With director John Guillermin’s austere camerawork and screenwriter Lorenzo Semple Jr.’s tongue-in-cheek wordplay leavening the histrionics producer Dino De Laurentiis obviously had in mind, this notorious picture tries to rethink a Hollywood classic as a blend of social commentary and epic tragedy. (Chances are you don’t need to be reminded that the 1933 original is a creature feature depicting the discovery and capture of a giant ape living on a remote island.) The most effective bit of updating is providing a credible reason for American explorers to visit mythical, mist-enshrouded Skull Island: the promise of untapped oil reserves. The picture was made just after the 1973-1974 gas crisis, so the lust for crude was prominent in the American consciousness.
The least effective bit of updating is the application of Ms. Magazine feminism onto Jessica Lange’s character Dwan, an admirable but failed attempt to make the female lead more assertive than Fay Wray was in the 1933 original. Playing a shipwreck victim who joins the oil expedition and captures the big primate’s heart once she goes ashore with the crew, Lange is so pretty and curvaceous it’s not hard to understand why the ape goes ape. Unfortunately, her performance is as cringe-worthy as Dwan’s dialogue, so King Kong nearly ended the actress’ career before it began.
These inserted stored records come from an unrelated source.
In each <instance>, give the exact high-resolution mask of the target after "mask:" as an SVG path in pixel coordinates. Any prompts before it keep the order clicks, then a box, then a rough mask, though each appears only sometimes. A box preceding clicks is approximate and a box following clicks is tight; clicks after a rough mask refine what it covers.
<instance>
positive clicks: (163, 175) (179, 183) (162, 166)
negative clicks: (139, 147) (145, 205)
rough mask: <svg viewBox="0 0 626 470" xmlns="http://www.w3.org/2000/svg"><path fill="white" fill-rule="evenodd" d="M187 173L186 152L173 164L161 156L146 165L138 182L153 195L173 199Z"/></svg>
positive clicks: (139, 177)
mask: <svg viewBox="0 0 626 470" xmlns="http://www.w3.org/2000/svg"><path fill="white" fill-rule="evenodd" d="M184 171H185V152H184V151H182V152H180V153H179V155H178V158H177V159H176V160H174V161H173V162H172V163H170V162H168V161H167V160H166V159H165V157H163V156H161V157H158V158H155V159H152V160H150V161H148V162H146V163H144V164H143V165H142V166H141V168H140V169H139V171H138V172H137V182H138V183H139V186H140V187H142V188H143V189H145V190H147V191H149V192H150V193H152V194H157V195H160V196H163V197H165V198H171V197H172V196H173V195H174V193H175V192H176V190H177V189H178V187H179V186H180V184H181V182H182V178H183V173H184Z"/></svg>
However, the portrayal of Kong is heartfelt in a clunky sort of way, especially with John Barry’s alternately menacing and sweeping score jacking up the emotional stakes, and some the movie’s jolts work just like they should. The hit-and-miss special effects feature silly gimmicks like monkey specialist Rick Baker cavorting in an ape suit, plus impressive animatronic monsters created by Carlo Rimbaldi; one memorable scene features a bloody fight between Kong and a ginormous snake with Dwan caught in the middle of the carnage. All of this made a big impression on me as a ’70s kid, which might explain why I still enjoy the movie—but as it happens, I’ve gotten into an embarrassing situation or two by admitting my admiration, like the time I shared my secret Kong shame with classic-cinema champion Leonard Maltin. He was a good sport as I explained that I first saw the movie when I was 7, but he wasn’t buying what I was selling.
Nonetheless, in defense of this much-maligned movie, I can attest that the 1976 Kong looks gorgeous because Guillermin knows how to fill a widescreen frame like nobody’s business, and Jeff Bridges, all hippy-dippy shaggy as a bleeding-heart naturalist who stows away on the ship headed for Skull Island, contributes an energized performance. Charles Grodin is terrifically hammy as the villain who unwisely tries to exploit Kong, and familiar ’70s players Rene Auberjonois and John Randolph lend flavor as members of his crew. Furthermore, the ending of the 1976 version amplifies the intensity of the original film’s conclusion, replacing a daytime dogfight atop the Empire State Building with an eerie nighttime shootout atop the then-new World Trade Center.
So, while not a great movie by any stretch, the 1976 Kong has more going for it than you might remember—but keep the fast-forward button handy for the awkward romantic scenes between Kong and Dwan. You’ve been warned.